The foursome laughed at the insinuation. It was clear by their actions that they were searching the town of Fingerdale with a purpose. They rode through the streets at a leisurely pace for about fifteen minutes before Rhema exclaimed in joy. “There it is!”

Ischarus followed the point of her finger to an old building that looked as though it had seen better days. “Really? I’d have expected him to live in a better place than that!”

Rhema smiled. “Well, apparently the outside of his house is really quite nice, he just disguises it with a spell all the time to make it look worse than it is. He says it keeps out nosey people who come looking for him.”

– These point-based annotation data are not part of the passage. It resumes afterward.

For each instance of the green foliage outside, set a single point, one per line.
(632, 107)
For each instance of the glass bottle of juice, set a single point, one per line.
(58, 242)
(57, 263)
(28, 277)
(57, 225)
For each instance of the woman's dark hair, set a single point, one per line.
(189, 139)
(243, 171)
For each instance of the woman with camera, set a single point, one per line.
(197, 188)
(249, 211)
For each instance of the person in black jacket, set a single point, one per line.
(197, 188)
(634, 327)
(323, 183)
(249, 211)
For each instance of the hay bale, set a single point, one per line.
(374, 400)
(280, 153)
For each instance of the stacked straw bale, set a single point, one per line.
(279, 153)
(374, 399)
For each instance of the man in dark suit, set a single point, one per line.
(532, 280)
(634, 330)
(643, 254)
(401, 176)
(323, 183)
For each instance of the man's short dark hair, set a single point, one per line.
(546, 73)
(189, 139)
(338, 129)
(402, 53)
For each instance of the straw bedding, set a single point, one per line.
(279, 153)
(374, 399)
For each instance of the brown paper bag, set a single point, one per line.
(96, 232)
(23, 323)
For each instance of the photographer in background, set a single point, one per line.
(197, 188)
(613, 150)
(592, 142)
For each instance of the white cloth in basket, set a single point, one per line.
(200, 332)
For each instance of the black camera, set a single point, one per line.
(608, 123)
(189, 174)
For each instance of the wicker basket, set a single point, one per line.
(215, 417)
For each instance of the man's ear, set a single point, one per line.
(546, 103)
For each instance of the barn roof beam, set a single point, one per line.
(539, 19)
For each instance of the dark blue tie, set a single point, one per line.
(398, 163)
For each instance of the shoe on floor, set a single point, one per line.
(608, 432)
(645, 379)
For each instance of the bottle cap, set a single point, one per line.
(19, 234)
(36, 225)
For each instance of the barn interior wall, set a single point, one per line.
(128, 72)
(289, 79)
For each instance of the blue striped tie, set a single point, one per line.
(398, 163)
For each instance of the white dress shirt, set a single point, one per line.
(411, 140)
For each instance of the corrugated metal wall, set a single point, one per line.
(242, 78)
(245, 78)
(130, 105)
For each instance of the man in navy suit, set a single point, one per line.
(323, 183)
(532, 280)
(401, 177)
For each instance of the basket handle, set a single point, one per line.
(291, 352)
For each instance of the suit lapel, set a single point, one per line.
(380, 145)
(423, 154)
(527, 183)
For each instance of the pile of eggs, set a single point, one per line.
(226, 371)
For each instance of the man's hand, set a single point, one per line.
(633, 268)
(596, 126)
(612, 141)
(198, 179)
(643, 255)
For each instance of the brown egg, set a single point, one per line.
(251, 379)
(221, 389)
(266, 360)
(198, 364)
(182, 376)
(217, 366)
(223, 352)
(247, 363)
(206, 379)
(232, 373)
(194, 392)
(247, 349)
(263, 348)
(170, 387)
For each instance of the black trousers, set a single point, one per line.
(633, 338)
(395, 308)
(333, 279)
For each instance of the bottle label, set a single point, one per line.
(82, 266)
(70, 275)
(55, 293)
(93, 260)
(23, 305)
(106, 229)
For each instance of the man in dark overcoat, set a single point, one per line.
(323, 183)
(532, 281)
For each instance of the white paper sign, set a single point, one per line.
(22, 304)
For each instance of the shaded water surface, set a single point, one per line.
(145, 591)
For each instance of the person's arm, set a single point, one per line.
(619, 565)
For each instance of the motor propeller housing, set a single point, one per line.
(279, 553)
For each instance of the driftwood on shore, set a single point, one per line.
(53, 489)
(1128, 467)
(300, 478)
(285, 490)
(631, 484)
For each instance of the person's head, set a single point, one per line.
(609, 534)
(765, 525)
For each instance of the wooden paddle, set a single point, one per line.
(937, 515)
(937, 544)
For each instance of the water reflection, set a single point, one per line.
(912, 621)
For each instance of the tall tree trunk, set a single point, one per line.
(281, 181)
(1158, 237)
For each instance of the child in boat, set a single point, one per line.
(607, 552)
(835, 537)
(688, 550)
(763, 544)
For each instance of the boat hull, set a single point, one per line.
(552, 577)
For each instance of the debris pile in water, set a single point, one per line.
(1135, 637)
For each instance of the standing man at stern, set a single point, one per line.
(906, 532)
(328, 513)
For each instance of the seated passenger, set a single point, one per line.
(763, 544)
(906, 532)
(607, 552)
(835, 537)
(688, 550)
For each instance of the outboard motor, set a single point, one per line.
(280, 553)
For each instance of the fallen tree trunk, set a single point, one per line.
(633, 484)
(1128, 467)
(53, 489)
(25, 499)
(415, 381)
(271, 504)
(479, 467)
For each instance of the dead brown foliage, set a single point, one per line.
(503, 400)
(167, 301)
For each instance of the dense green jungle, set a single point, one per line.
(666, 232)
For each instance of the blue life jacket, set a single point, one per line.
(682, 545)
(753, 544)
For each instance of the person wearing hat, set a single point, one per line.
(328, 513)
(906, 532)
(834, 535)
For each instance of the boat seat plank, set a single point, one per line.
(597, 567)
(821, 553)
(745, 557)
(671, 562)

Semeion smiled. “Well, I’ll have to remember that when I become famous.”

Charis replied to the mage’s assertion with a smile upon her face. “I don’t expect to live in some kind of dump!”

Ischarus dismounted and slipped Elistra’s reigns into Rhema’s hand for her hold. He walked up the steps, careful not to step on what appeared to be loose boards. He safely arrived at the top of the stairs and used the brass knocker to solidly bang upon the door. Only seconds later the door opened all by itself. Thinking himself brave, Ischarus stepped two paces into the house and then stopped.

When the doors opened, it exposed an elaborate wooden hallway. A gold chair rail extended the length of the hallway on both sides. Along the hallway were arches leading into side rooms. The arches were constructed of a rare red and gray marble. The plaster along the ceiling was sculpted, depicting a scene of several dragons above everyone’s head as they entered the house.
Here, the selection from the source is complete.